The C stdio character encoding

Question

For my pet project I am experimenting with string representations, but I arrived to some troubling results. Firstly, here is a short application:

#include <stdio.h>
#include <stddef.h>
#include <string.h>
void write_to_file(FILE* fp, const char* c, size_t len)
{
    void* t = (void*)c;
    fwrite(&len, sizeof(size_t), 1, fp);
    fwrite(t, len, sizeof(char), fp);
}
int main()
{
    FILE* fp = fopen("test.cod", "wb+");
    const char* ABCDE = "ABCDE";
    write_to_file(fp, ABCDE, strlen(ABCDE) );
    const char* nor = "BBøæåBB";
    write_to_file(fp, nor, strlen(nor));
    const char* hun = "AAőűéáöüúBB";
    write_to_file(fp, hun, strlen(hun));
    const char* per = "CCبﺙگCC";
    write_to_file(fp, per, strlen(per));
    fclose(fp);
}

It does nothing special, just takes in a string, and writes it's length and the string itself to a file. Now, the file, when viewed as hex, looks like:

hex dump of standard char* output

I am happy with the first result, 5 (the first 8 bytes, I'm on a 64 bit machine) as expected. However, the nor variable in my expectation has 7 characters (since that is what I see there), but the C library think it has 0x0A (ie: 10) characters (second row, starting with 0A and 8 more characters). And the string itself contains double characters (the ø is encoded as C3 B8 and so on...).

The same is true for the hun and per variables.

I did the same experiment with Unicode, the following is the application:

#include <stdio.h>
#include <stddef.h>
#include <string.h>
void write_to_file(FILE* fp, const wchar_t* c, size_t len)
{
    void* t = (void*)c;
    fwrite(&len, sizeof(size_t), 1, fp);
    fwrite(t, len, sizeof(wchar_t), fp);
}

int main()
{
    FILE* fp = fopen("test.cod", "wb+");
    const wchar_t* ABCDE = L"ABCDE";
    write_to_file(fp, ABCDE, wcslen(ABCDE) );
    const wchar_t* nor = L"BBøæåBB";
    write_to_file(fp, nor, wcslen(nor));
    const wchar_t* hun = L"AAőűéáöüúBB";
    write_to_file(fp, hun, wcslen(hun));
    const wchar_t* per = L"CCبﺙگCC";
    write_to_file(fp, per, wcslen(per));
    fclose(fp);
}

The results here are the expected ones. 5 for the length of ABCDE 7 for the length of BBøæåBB and so on, 4 bytes per character...

hex dump of whcar_t* output

So here comes the question: what is the encoding of the standard C library, and how trustable is it when developing portable applications (ie: what I write out on a platform will be read back correctly on another one?) and what are the other recommendations taking in considerations what was presented above.

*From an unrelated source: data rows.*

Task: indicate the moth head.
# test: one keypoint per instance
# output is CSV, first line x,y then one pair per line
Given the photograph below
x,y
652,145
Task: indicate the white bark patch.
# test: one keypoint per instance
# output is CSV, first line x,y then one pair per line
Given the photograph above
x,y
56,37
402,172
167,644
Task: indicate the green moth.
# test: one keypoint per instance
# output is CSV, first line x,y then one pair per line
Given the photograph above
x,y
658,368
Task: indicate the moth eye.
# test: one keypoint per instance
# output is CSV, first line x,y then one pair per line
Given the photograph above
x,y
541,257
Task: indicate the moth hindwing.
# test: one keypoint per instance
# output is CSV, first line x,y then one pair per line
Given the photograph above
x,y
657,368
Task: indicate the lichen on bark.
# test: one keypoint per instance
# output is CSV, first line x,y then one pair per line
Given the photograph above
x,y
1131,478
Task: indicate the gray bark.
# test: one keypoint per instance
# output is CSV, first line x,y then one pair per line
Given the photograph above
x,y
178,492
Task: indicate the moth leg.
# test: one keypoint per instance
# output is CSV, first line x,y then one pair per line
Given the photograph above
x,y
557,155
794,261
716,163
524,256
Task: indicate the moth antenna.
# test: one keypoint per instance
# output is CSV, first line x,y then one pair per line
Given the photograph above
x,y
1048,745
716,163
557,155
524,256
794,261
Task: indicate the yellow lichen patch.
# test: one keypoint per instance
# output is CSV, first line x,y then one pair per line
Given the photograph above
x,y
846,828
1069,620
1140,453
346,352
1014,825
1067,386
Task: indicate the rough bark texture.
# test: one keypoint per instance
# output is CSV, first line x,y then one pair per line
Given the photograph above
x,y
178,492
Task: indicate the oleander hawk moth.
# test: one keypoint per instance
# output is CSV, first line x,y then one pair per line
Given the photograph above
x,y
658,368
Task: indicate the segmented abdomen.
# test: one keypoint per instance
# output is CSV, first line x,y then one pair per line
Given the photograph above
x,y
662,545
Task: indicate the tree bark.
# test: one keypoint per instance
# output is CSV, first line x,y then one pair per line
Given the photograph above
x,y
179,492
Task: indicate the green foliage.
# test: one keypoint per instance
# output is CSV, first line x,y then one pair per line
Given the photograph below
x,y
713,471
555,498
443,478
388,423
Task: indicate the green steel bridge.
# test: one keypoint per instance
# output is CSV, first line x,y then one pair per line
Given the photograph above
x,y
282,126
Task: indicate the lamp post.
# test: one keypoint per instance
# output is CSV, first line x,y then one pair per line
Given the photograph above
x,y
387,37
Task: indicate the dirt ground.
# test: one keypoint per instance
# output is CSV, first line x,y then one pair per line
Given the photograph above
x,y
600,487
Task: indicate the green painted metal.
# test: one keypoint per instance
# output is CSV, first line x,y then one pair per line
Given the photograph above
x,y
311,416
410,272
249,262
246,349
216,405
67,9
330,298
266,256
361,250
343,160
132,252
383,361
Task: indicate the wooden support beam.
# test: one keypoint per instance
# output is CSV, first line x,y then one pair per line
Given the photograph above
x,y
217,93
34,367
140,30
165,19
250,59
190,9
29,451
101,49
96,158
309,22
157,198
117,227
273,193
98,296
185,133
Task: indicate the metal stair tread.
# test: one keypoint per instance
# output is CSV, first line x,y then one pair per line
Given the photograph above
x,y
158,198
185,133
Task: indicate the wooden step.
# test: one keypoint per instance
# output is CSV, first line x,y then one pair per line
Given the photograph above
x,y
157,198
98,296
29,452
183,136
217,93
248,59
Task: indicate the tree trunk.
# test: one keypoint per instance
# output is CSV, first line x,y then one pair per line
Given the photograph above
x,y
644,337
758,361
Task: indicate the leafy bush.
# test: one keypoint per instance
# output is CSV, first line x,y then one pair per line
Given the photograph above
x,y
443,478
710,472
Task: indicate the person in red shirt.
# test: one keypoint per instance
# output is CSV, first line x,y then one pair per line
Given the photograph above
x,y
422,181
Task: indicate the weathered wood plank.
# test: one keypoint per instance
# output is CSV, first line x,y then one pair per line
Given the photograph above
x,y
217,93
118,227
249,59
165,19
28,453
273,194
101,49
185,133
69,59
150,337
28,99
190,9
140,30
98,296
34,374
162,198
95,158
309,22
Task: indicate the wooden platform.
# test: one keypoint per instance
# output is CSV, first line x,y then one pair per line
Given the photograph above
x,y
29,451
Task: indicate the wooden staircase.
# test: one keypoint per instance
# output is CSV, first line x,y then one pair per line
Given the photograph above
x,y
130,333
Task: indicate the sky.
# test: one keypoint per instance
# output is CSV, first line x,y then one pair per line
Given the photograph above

You're looking at the question the wrong way. Look at the string `nor` in the debugger before you print it. You'll see that it is 10 characters long. That's because your source file was saved in UTF-8 encoding. — Raymond Chen, Dec 20 '13 at 09:18
related: [How does file encoding affect C++11 string literals?](http://stackoverflow.com/q/6794590/4279) — jfs, Dec 20 '13 at 09:23
More remarkable is that this hex viewer *also* interprets UTF8 codes, rather than showing actual raw bytes. (Compare with the Unicode dump.) — Jongware, Dec 20 '13 at 09:26
@Jongware Good point. I'm curious as to just what his environment is. I'm not aware of any environments which support Unicode this well. — James Kanze, Dec 20 '13 at 09:32
@JamesKanze the environment is a Xubuntu 12.10, the viewer is mcview, the editor I used to write the text is vi. Please ask if you're interested in more settings :) Terminal 0.4.8 - Xfce terminal emulator, LXDE desktop environment, not Xfce (yeah, it's a pretty big mess :D ) — Ferenc Deak, Dec 20 '13 at 09:33

score 5 · Answer 1 · answered Dec 20 '13 at 09:18

5

As far as I know, the standard C library does no encoding at all. I suppose your input file in the first case uses UTF-8 as encoding, thus your string constants will end up as UTF-8-string constants in compiled code. That is why you get the string with a length of 10 chars.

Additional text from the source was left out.